Switch To A Direct TCP/IP Port If The Printer Has Ethernet Or Wi-Fi
- Find The Printer IP — Print a network status page or check your router’s device list.
- Add A TCP/IP Printer — Add a printer by IP and let Windows create a Standard TCP/IP Port.
- Turn Off Sharing On The Host — If everyone prints direct to the device, the host share becomes optional.
Direct TCP/IP printing avoids the shared-spooler path. It can also reduce random “offline” states caused by a sleeping host PC.
Prevent The Error From Coming Back After Updates
Once you get printing working, lock in a stable setup so the next patch cycle doesn’t bring the same surprise. The exact right approach depends on whether the printer is shared from a personal PC, from a small office PC that stays on all day, or from a dedicated print server.

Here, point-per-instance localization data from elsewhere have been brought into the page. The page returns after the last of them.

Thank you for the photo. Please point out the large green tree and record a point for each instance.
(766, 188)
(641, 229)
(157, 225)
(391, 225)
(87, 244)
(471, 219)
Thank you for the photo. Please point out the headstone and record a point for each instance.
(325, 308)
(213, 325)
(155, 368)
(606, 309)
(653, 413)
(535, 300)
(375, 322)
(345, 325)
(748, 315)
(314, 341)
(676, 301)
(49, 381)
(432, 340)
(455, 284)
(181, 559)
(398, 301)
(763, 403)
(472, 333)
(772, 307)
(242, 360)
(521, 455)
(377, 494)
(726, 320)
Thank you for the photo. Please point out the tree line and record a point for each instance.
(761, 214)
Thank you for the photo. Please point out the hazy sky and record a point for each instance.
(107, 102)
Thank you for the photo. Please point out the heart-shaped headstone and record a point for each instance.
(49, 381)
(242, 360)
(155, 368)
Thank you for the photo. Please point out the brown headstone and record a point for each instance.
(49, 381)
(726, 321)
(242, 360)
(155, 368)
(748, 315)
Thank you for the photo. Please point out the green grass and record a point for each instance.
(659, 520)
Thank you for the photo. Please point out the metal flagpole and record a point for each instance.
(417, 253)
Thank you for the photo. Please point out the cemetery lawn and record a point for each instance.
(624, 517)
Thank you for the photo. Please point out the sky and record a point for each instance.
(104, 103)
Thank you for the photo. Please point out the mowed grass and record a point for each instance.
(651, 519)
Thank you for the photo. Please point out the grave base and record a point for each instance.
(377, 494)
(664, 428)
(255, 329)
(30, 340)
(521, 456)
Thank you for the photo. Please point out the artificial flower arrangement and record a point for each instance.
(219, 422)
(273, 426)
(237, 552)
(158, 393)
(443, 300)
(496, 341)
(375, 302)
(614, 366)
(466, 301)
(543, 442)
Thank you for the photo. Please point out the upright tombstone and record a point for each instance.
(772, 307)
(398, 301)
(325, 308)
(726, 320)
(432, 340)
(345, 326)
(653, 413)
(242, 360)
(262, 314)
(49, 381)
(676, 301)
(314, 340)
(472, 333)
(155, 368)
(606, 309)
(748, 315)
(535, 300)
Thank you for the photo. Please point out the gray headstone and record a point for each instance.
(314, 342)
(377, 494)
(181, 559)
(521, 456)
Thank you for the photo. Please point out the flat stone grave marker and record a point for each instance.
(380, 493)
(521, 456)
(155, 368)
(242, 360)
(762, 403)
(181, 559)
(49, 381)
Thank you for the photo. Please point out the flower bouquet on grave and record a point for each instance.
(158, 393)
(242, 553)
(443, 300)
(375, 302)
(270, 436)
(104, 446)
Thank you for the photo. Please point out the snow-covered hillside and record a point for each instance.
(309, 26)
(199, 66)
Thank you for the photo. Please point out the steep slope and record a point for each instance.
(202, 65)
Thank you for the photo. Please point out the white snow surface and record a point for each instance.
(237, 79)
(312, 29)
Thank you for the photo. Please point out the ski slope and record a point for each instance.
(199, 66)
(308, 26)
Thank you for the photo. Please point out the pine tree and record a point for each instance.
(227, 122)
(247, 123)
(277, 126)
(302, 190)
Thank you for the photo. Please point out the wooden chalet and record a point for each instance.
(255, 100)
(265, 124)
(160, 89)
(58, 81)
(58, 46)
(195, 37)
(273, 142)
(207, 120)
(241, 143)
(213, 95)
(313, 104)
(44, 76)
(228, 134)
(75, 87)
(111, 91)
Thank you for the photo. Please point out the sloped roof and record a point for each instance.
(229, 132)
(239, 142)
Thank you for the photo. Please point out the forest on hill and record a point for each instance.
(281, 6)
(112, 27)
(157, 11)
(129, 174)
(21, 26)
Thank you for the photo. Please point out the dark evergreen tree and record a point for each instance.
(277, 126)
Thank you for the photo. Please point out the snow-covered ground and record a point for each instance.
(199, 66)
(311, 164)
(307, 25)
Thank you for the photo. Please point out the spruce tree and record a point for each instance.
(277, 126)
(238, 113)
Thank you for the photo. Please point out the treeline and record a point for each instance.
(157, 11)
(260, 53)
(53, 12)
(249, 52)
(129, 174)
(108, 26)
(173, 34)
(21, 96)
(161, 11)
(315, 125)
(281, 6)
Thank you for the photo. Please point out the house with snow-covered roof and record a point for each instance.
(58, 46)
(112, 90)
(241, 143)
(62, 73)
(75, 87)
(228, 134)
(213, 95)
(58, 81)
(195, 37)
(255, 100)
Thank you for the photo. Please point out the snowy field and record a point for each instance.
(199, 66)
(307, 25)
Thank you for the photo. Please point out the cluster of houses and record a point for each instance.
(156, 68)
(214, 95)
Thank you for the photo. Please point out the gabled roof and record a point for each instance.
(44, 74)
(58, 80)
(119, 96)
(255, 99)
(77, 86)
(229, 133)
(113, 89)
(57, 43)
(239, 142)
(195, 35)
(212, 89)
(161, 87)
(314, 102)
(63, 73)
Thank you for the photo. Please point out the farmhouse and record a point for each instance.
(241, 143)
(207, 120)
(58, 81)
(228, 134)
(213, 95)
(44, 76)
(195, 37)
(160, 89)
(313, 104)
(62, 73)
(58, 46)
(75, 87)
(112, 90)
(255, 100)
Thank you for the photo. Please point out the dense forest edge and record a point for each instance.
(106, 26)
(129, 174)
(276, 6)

Keep All PCs On Similar Patch Levels
- Update The Host First — Patch the host, confirm printing, then patch the clients.
- Align Windows Versions — If one PC is far behind, bring it up to date before you chase printer tweaks.
- Re-test After Major Updates — After a feature update, re-add the printer if the driver stack changes.
Prefer A Print Server When Many PCs Share One Device
- Use A Dedicated Host — A small always-on PC or mini server keeps sharing stable and avoids sleep issues.
- Limit Driver Changes — Pick one driver package and stick with it across all clients.
- Document Your Setting — Write down whether RpcAuthnLevelPrivacyEnabled is set, so you can reapply it after reinstalls.
If you changed the host registry to fix this, revisit it later and test whether newer updates let you set it back to 1 without breaking printing. That gives you the stricter RPC behavior while keeping compatibility.
When you’re chasing a stubborn loop, note the pattern: if the printer fails only when added as a shared device, the shared path is the trigger. If it fails only on print, spooler or driver is the likely culprit. That mental model makes troubleshooting faster the next time the same office printer acts up.
For Microsoft’s latest guidance on print RPC changes and the related registry value, see the Microsoft article on managing deployment of printer RPC binding changes for CVE-2021-1678 and the Windows 11 RPC connection updates for print.